A chill, possibly borne of fear, or more likely of some weird anticipation, feathered along Romana’s spine. “Oh, he’s hunky enough.” She fingered the flap of the red envelope. “I’m just not sure how happy he’ll be to hear from me.”

  DECEMBER DARKNESS FELL EARLY over Cincinnati. Snowflakes from an approaching weather system fluttered and danced and added to the already festive feeling in the air. Jacob Knight sat in his converted loft with his feet propped on the radiator and watched as pockets of red, gold and green lights winked to life around him.

  He could see some portion of Fountain Square and the silver-blue glow that surrounded it. Thanksgiving had come and gone; it was all about Christmas now. About family and friends for most, more about bad memories for him.

  When the phone rang, he debated briefly, then picked up.

  “Knight.”

  “Well, what d’you know, he exists. I’ve talked to your voice mail so many times I was beginning to think you’d skipped the country without telling anyone.”

  Jacob swallowed a mouthful of coffee, kept his eyes on the expanding Christmas glow. “I’m still waking up, O’Keefe. Keep it short and simple.”

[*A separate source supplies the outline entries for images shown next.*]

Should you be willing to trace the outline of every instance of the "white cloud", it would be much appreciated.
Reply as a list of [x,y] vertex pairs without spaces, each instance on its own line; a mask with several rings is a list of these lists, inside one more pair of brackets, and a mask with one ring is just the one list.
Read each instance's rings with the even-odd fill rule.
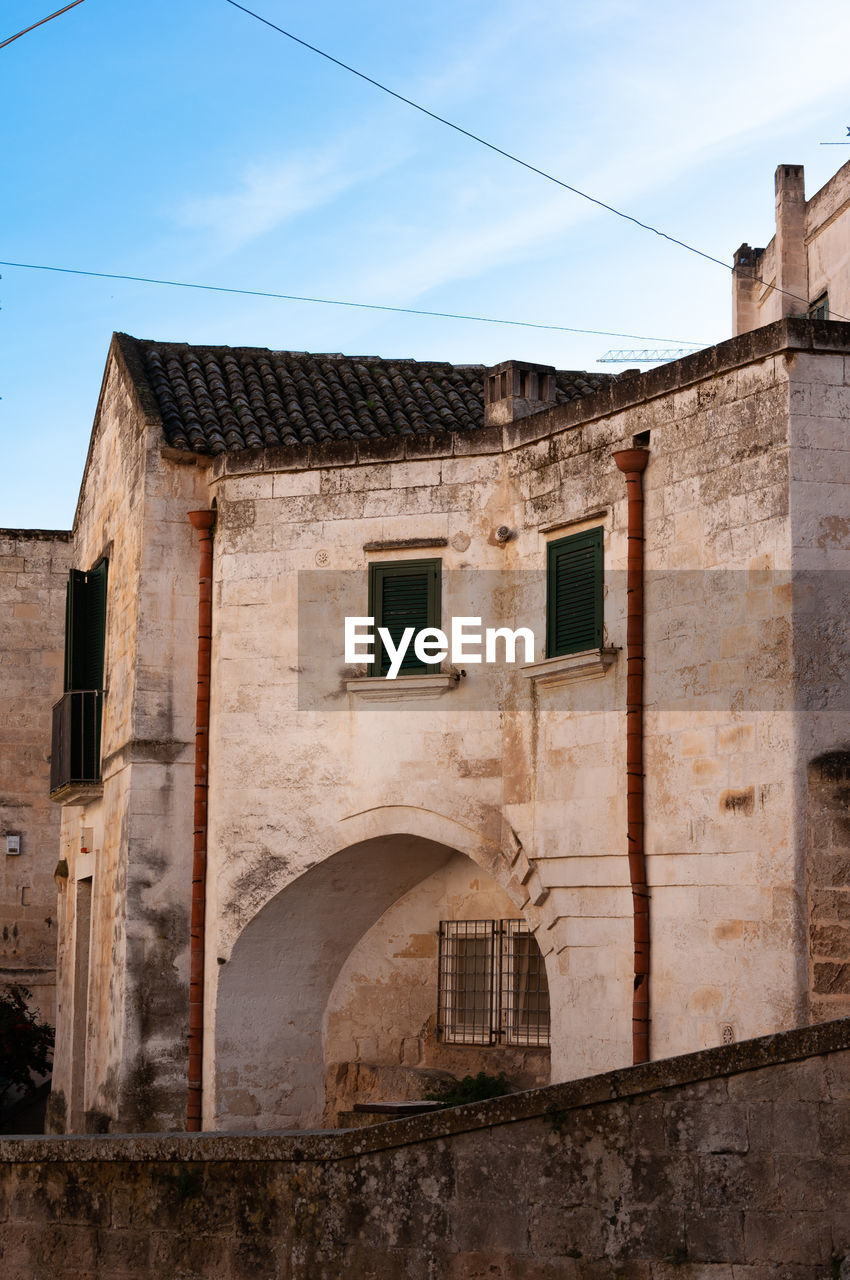
[[364,148],[349,138],[309,154],[255,161],[230,191],[187,200],[174,216],[179,225],[209,232],[219,247],[232,251],[301,214],[332,204],[349,188],[392,168],[398,159],[398,152],[384,148],[380,157],[373,155],[370,163],[364,163]]

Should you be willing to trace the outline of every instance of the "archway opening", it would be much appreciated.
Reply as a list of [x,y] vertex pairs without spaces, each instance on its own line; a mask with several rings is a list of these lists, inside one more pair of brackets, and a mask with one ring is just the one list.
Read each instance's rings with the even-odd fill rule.
[[[465,922],[484,922],[494,941],[463,943],[466,977],[458,978],[461,950],[445,929]],[[332,1126],[357,1101],[422,1097],[449,1073],[504,1071],[516,1088],[547,1083],[545,975],[529,983],[529,943],[521,942],[513,946],[516,973],[502,977],[502,922],[527,936],[521,913],[486,872],[417,836],[362,841],[298,877],[246,925],[219,973],[216,1126]],[[475,975],[485,961],[486,1036]],[[449,982],[466,996],[445,996],[452,963]],[[525,1001],[513,1033],[501,1025],[508,988]],[[548,997],[545,1023],[548,1030]]]

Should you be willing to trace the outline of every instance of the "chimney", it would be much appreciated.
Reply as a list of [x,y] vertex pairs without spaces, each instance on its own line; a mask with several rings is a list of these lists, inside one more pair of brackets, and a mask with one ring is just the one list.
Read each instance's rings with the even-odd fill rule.
[[801,164],[776,170],[776,287],[780,315],[805,315],[809,270],[805,250],[805,179]]
[[484,374],[484,425],[506,426],[556,402],[554,367],[506,360]]
[[763,248],[741,244],[732,259],[732,337],[759,326],[759,259]]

  His former partner released a breath. “Critch made parole two days ago.”

  “Yeah, I heard.”

  “He came across sweet as pie for the review board.”

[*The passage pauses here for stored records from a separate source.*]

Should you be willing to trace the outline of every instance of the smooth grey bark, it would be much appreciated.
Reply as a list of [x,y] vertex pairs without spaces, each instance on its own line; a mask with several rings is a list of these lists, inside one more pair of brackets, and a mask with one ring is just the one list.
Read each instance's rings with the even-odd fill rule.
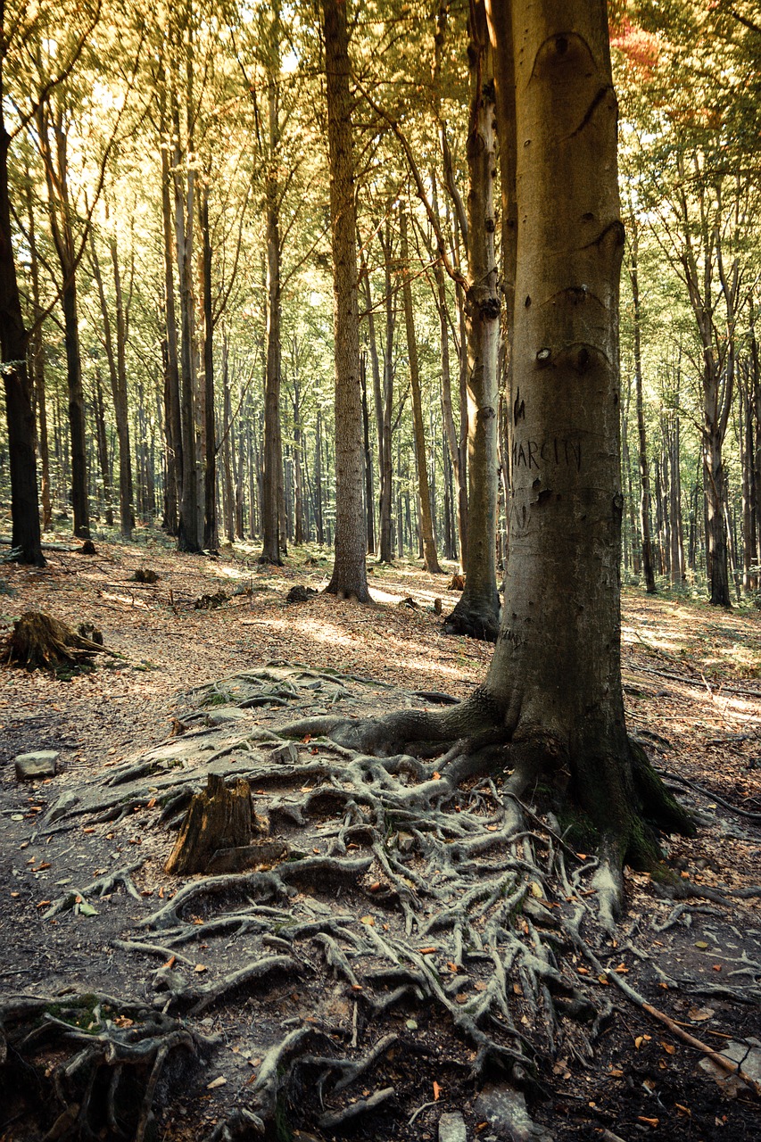
[[412,312],[412,287],[409,273],[409,243],[407,238],[407,208],[399,210],[399,227],[401,240],[402,264],[402,303],[404,309],[404,331],[407,333],[407,360],[409,364],[410,389],[412,394],[412,428],[415,435],[415,459],[417,461],[417,488],[420,505],[420,538],[423,542],[423,560],[428,574],[441,574],[436,541],[433,534],[433,515],[431,510],[431,488],[428,482],[427,449],[425,444],[425,425],[423,424],[423,399],[420,393],[420,367],[417,354],[417,337],[415,333],[415,314]]
[[336,539],[329,594],[370,602],[362,492],[357,206],[346,6],[322,0],[335,329]]
[[[494,642],[497,594],[497,410],[499,292],[495,254],[494,53],[483,2],[471,7],[471,129],[467,138],[467,550],[465,589],[444,629]],[[502,124],[507,129],[507,123]]]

  “I guess he figured surly wouldn’t cut it.”

  O’Keefe grunted. “I’m worried about you, pal. Critch will want answers. If he decides to look for them, you know where that’ll lead him.”

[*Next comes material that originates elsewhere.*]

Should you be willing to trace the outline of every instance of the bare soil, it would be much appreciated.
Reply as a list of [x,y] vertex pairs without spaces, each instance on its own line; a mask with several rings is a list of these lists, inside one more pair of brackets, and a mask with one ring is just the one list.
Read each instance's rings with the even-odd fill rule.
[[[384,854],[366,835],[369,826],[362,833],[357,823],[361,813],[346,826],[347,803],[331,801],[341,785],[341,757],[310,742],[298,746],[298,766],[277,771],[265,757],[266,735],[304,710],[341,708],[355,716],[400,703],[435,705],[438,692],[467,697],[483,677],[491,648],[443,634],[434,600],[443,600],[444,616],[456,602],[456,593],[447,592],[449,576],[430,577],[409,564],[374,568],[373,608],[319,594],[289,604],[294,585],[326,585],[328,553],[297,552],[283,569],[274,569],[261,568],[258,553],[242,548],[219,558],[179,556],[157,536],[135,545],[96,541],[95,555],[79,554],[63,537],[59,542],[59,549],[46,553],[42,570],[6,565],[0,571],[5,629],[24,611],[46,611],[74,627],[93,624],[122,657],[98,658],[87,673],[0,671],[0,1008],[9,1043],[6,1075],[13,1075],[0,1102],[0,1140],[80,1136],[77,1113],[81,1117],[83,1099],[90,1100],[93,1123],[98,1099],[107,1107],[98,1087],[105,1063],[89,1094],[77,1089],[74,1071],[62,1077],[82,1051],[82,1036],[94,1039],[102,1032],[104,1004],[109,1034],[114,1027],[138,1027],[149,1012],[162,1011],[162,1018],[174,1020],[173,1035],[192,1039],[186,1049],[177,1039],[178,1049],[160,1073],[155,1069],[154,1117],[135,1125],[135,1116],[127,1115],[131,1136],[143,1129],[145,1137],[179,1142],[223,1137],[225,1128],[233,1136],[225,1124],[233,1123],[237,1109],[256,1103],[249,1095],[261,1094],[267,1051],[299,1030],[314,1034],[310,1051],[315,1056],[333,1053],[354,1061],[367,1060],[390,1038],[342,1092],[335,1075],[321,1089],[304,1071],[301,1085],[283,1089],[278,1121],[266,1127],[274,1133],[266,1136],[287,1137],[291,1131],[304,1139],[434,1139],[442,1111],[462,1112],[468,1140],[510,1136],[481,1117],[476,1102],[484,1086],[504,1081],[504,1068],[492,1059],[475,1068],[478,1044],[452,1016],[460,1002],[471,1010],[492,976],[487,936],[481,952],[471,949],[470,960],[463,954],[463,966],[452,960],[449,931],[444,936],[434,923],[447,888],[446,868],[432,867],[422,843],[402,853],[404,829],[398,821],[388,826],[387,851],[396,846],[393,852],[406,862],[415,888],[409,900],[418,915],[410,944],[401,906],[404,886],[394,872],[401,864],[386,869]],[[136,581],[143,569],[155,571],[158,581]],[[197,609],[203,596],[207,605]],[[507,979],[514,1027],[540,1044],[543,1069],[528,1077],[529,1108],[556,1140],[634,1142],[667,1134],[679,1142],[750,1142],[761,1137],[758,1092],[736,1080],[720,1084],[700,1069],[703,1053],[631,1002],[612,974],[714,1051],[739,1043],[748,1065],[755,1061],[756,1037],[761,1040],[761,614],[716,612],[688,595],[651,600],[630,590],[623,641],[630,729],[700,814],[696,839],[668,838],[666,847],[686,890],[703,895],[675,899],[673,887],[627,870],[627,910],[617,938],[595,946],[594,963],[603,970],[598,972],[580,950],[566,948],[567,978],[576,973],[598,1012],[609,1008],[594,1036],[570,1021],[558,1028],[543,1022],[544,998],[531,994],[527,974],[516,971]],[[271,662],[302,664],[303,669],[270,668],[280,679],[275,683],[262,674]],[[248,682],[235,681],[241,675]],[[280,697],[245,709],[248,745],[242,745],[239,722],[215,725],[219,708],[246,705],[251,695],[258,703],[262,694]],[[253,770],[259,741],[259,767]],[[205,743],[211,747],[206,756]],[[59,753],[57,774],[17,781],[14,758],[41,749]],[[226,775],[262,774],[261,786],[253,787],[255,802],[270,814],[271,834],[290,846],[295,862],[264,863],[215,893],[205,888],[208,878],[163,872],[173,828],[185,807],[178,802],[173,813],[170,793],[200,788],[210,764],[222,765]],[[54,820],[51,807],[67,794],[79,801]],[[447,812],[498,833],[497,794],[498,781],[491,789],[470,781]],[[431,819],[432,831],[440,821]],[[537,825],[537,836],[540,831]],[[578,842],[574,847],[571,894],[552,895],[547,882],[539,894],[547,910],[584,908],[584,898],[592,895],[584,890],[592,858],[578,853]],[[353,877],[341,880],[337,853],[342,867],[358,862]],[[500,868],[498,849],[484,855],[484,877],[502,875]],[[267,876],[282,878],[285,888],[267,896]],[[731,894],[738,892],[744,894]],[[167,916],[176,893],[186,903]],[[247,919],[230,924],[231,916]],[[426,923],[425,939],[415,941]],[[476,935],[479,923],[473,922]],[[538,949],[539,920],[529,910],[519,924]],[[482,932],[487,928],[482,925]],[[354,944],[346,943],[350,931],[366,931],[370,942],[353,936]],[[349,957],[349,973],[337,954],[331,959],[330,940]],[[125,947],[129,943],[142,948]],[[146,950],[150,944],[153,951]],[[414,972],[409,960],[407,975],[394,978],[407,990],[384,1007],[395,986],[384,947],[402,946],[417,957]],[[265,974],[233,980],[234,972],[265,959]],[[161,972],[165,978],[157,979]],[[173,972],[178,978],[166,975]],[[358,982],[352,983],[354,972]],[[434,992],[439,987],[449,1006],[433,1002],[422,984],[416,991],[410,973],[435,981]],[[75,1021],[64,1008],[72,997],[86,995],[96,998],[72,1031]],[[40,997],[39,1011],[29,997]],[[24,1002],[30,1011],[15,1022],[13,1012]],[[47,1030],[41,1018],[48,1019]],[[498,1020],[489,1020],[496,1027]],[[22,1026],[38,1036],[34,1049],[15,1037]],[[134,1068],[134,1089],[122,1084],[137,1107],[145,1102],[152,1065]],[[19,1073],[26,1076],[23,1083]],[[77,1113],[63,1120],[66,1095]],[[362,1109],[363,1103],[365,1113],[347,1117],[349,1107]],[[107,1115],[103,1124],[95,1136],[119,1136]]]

  Jacob finished his coffee, dropped his feet to the floor and pushed out of the chair. “Critch wrote his own answers six years ago when he found Belinda dead in their home. If he comes after me, I’ll deal with him.”

  “Oh, he’ll come,” his former partner assured. “The question is how, when and where? Will he do it from the front where you can see him, or will he blindside you? I’m betting on a blindside.”